As with most machine learning algorithms, we have to split our dataset into:

  • Training set: the data used to fit the model
  • Test set: the data partitioned away at the very start of the experiment (to provide an unbiased evaluation of the model)

Training Set vs. Testing Set

In general, putting 80% of your data in the training set and 20% of your data in the test set is a good place to start.

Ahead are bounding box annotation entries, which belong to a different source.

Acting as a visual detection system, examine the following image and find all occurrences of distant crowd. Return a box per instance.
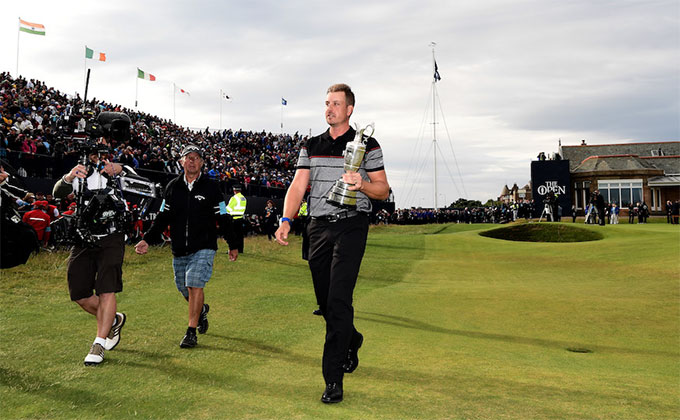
[0,73,306,189]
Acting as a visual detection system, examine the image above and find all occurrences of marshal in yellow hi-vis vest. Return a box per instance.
[227,192,247,220]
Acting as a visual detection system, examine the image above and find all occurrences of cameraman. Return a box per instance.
[53,138,126,366]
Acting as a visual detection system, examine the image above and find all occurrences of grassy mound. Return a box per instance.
[480,223,603,242]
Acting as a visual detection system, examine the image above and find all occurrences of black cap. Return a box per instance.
[180,144,203,157]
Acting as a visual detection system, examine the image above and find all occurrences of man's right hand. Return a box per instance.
[274,222,290,245]
[64,165,87,182]
[135,239,149,255]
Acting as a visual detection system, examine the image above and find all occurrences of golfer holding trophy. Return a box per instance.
[276,84,390,403]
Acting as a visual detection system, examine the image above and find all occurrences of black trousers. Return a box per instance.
[231,218,243,254]
[308,215,368,383]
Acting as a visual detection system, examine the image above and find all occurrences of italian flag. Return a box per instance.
[19,18,45,35]
[137,67,156,82]
[85,45,106,61]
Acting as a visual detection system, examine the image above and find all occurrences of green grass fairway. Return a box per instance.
[0,223,680,419]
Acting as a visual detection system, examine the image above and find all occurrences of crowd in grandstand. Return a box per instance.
[0,73,600,249]
[0,73,305,189]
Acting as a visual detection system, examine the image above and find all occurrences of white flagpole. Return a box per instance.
[83,45,87,96]
[14,18,21,78]
[135,68,139,109]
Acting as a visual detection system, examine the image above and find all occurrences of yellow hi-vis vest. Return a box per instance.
[298,201,307,216]
[227,193,247,219]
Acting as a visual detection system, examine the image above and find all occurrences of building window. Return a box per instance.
[597,179,642,207]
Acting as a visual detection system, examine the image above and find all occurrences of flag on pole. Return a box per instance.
[85,45,106,61]
[19,18,45,36]
[137,67,156,82]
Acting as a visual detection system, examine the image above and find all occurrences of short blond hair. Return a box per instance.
[326,83,354,106]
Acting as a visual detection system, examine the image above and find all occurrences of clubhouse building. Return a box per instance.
[546,140,680,214]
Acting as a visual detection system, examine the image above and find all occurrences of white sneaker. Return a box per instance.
[85,343,104,366]
[104,312,127,350]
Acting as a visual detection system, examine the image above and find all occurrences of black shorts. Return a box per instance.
[67,233,125,300]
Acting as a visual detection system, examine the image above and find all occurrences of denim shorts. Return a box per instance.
[172,249,217,297]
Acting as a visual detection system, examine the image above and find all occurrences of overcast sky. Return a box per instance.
[0,0,680,207]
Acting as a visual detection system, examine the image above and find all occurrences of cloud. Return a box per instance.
[0,0,680,207]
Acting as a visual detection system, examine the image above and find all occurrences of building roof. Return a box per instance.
[560,141,680,173]
[647,175,680,187]
[570,155,659,173]
[642,155,680,175]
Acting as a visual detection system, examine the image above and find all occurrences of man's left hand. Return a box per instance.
[342,172,364,191]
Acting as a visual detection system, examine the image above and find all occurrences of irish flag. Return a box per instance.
[19,18,45,35]
[137,67,156,82]
[85,45,106,61]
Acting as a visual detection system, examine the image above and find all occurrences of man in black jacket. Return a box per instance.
[135,144,238,348]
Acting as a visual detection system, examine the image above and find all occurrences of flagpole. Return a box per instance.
[83,45,87,95]
[15,17,21,79]
[430,42,437,211]
[135,67,139,110]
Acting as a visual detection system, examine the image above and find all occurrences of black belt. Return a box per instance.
[312,210,366,223]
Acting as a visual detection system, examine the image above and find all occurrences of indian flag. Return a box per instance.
[85,45,106,61]
[19,18,45,35]
[137,67,156,82]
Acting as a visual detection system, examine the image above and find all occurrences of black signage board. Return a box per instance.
[531,160,571,217]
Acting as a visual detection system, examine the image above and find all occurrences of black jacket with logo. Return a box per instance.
[144,174,236,257]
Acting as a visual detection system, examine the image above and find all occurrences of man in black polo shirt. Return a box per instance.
[276,84,390,403]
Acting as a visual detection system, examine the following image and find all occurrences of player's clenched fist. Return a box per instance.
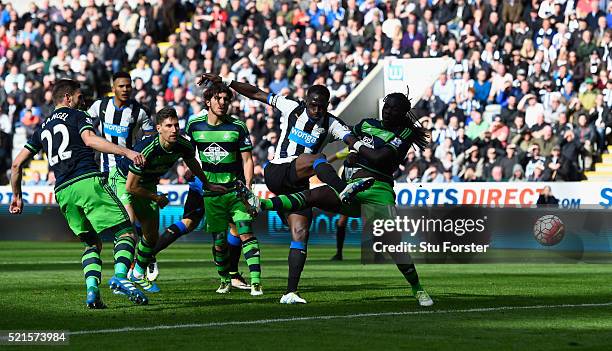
[126,150,145,167]
[196,73,221,85]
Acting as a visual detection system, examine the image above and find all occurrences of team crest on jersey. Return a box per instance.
[289,127,319,148]
[390,137,402,147]
[203,143,229,164]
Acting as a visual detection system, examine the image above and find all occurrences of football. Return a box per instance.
[533,215,565,246]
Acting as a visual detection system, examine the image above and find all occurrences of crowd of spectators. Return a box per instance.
[0,0,612,184]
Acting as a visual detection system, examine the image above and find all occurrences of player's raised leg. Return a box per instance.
[79,230,106,309]
[212,231,231,294]
[280,214,312,304]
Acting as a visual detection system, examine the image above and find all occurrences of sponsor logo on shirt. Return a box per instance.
[289,127,319,148]
[104,122,130,138]
[203,143,229,164]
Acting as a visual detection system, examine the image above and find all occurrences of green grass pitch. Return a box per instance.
[0,242,612,350]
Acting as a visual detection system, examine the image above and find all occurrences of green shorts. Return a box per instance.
[109,168,159,219]
[340,180,396,218]
[204,191,253,235]
[55,176,132,237]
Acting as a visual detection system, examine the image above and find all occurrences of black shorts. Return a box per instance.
[264,160,312,225]
[264,160,310,195]
[183,189,204,223]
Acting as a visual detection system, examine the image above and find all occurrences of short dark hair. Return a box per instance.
[155,106,178,125]
[306,84,330,101]
[113,71,132,82]
[204,82,234,101]
[51,79,81,105]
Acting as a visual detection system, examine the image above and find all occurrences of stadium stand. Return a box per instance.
[0,0,612,185]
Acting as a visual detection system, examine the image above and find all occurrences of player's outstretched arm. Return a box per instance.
[353,141,396,165]
[125,172,170,208]
[197,73,268,104]
[9,148,32,214]
[81,129,145,167]
[184,157,227,193]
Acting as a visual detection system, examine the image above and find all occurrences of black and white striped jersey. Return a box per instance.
[268,94,351,164]
[87,97,155,172]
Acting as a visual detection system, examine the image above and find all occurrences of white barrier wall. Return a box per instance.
[0,182,612,208]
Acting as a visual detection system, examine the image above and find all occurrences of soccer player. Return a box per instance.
[110,107,225,292]
[9,79,148,309]
[152,177,251,290]
[327,147,350,261]
[239,93,433,306]
[87,72,155,175]
[199,73,374,304]
[186,82,263,296]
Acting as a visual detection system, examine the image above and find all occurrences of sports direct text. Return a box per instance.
[371,216,489,254]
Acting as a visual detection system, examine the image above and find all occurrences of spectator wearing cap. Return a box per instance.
[508,163,527,182]
[482,147,503,181]
[453,145,484,181]
[499,144,521,179]
[4,65,25,94]
[517,94,544,128]
[523,143,546,179]
[489,115,510,140]
[544,92,567,124]
[527,163,547,182]
[578,77,599,111]
[544,145,576,182]
[433,72,455,104]
[576,30,597,60]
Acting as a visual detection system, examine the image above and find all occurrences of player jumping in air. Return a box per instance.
[240,93,433,306]
[199,73,374,304]
[110,107,225,292]
[10,79,148,309]
[152,169,251,290]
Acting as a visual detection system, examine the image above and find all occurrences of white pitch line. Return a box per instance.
[68,302,612,335]
[0,258,212,266]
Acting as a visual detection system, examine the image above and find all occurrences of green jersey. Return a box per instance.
[185,113,253,184]
[345,118,412,184]
[117,135,195,184]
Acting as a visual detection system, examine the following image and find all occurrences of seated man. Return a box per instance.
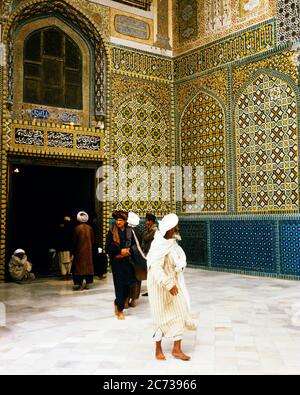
[9,249,35,281]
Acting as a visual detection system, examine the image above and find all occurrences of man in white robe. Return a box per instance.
[147,214,196,361]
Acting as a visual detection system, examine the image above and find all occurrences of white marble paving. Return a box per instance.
[0,269,300,375]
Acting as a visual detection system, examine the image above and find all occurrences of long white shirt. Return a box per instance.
[147,232,196,338]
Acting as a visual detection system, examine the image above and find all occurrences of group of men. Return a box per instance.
[106,210,196,361]
[10,210,196,361]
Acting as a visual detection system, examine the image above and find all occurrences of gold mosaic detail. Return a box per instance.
[173,0,276,56]
[111,74,171,114]
[232,51,299,94]
[111,47,173,81]
[235,74,299,212]
[112,92,171,215]
[180,92,227,212]
[176,70,228,114]
[174,19,275,79]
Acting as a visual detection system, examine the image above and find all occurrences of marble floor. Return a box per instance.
[0,269,300,375]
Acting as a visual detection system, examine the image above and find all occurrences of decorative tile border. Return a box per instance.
[180,216,300,280]
[114,15,150,40]
[174,18,276,80]
[277,0,300,45]
[7,122,104,160]
[111,47,173,82]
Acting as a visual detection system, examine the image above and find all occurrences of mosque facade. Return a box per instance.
[0,0,300,282]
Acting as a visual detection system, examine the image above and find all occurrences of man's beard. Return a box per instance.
[173,232,182,241]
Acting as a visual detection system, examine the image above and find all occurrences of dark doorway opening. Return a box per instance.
[7,161,97,275]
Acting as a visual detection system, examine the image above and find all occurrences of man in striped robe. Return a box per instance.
[147,214,196,361]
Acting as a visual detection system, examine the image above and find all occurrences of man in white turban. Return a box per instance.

Suppose you have some values in x and some values in y:

from sklearn.model_selection import train_test_split x_train, x_test, y_train, y_test = train_test_split(x, y, train_size=0.8, test_size=0.2)

Here are the parameters:

  • train_size: the proportion of the dataset to include in the train split (between 0.0 and 1.0)
  • test_size: the proportion of the dataset to include in the test split (between 0.0 and 1.0)
  • random_state: the seed used by the random number generator [optional]

Import train_test_split from sklearn.model_selection.


Create a DataFrame x that selects the following columns from the main df DataFrame:

  • 'bedrooms'
  • 'bathrooms'
  • 'size_sqft'
  • 'min_to_subway'
  • 'floor'
  • 'building_age_yrs'
  • 'no_fee'
  • 'has_roofdeck'
  • 'has_washer_dryer'
  • 'has_doorman'
  • 'has_elevator'
  • 'has_dishwasher'
  • 'has_patio'
  • 'has_gym'

Create a DataFrame y that selects the rent column from the main df DataFrame.

These are the columns we want to use for our regression model.


Use scikit-learn’s train_test_split() method to split x into 80% training set and 20% testing set and generate:

  • x_train
  • x_test
  • y_train
  • y_test

Set the random_state to 6.


Let’s take a look at the shapes of x_train, x_test, y_train, and y_test to see we got the proportion we wanted.

We have 14 features that we’re looking for for each apartment, and 1 label we’re looking for for each apartment.